A Book A Week - Week 47: Heart of Darkness

This week's book:
   Heart of Darkness   by Joseph Conrad

Grade:  A+

Well... this one will make you think.  That's a good thing.

First off, this book is over 100 years old.  I had no idea.  It was first published in 1899.  Which means it has the kind of sensibility, format, and style that you would expect from a 19th Century novel.  Which is not to say it's bad, it's just dated.  Vintage, if you were to think of it as clothes.

The framing device is the narrator, Marlow, telling his sailing companions on the Thames River of the adventure he had when he took a job on the Dark Continent - Africa - as Captain of a riverboat for The Company.

Seems simple enough, right?  Marlow, who has always wanted to travel and explore and accomplish great things, gets the chance to do so.  Remember this was written during the waning years of global imperialism, when there were still small pockets of the globe available for Western powers to claim.  It was before World War I, when the old national paradigms came crashing down into the fog of mustard gas.  It was when the promise of imperialism still seemed benign.  The author puts the lie to that notion.

Reading it now, Marlow's voyage up the river, searching for Mr.

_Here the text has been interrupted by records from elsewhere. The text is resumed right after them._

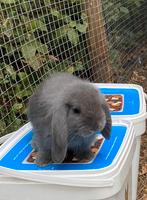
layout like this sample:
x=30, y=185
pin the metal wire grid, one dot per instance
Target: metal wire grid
x=97, y=40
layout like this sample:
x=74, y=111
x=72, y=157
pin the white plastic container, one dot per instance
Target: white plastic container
x=101, y=180
x=106, y=177
x=134, y=110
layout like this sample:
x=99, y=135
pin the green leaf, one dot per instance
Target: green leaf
x=2, y=126
x=47, y=2
x=124, y=10
x=36, y=24
x=21, y=93
x=8, y=27
x=9, y=48
x=78, y=66
x=71, y=69
x=8, y=1
x=17, y=107
x=42, y=48
x=72, y=24
x=61, y=32
x=34, y=63
x=10, y=69
x=83, y=16
x=81, y=27
x=24, y=78
x=28, y=50
x=55, y=13
x=73, y=36
x=66, y=18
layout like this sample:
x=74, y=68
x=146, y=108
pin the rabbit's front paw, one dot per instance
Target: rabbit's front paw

Kurtz, a Company man more accomplished than all the other Company men, is an allegory for corporate America.  Yes, at the time it was an indictment of the imperial system, as Marlow is confronted with the awful reality of colonial life under imperial rule.  But the malaise of incompetent Company men, each out for only themselves but not up to the task of doing it well, combined with the hopelessness of the natives who can only suffer and die, sounds an awful lot to me like the way public companies are run today.  The fatalistic, morally resigned underlings led by horrible human beings who aren't worthy of the positions they hold.

No, I do not think I'm reading too much into it.

Marlow does find Kurtz, of course, who has made himself into a god (maybe, maybe not) for the local people.  Kurtz is clearly insane, and even though he's a Company man, insists that what he's done he's accomplished on his own, even though he's done it for the Company and with Company resources, with the hope - as all Company men have - of rising higher and higher in the Company hierarchy.
   Yee-ow.  It's like Mr. Conrad was peering through a crystal ball across 100 years.  Spooky.

I loved reading this book.  Makes me kind of wish I'd read it when I was supposed to, back in High School.  Of course I wouldn't have appreciated it then.
    As I mentioned, the execution is dated.  The narrative is one man telling the others what happened to him through extended dialogue, which is something that would never fly today.
   But the language is evocative, if at times a little florid.  Marlow as narrator veers into introspection a lot, as books of the time did, but it never seems gratuitous, it never seems like the author filling a page count.
   And the themes... the themes...  When I can read a book and recognize the indictment of the political structure of the author's times, and at the same time find an indictment of my own time and the prevailing political structure now, I know I've found something special.

You have to read this book, not only because you should have years ago and never did, but because it will make you think about how you live your life right now. 

Next week:
  A Modern Family  by Socrates Adams
New fiction from a small press.  I've had luck so far, this could turn out pretty good.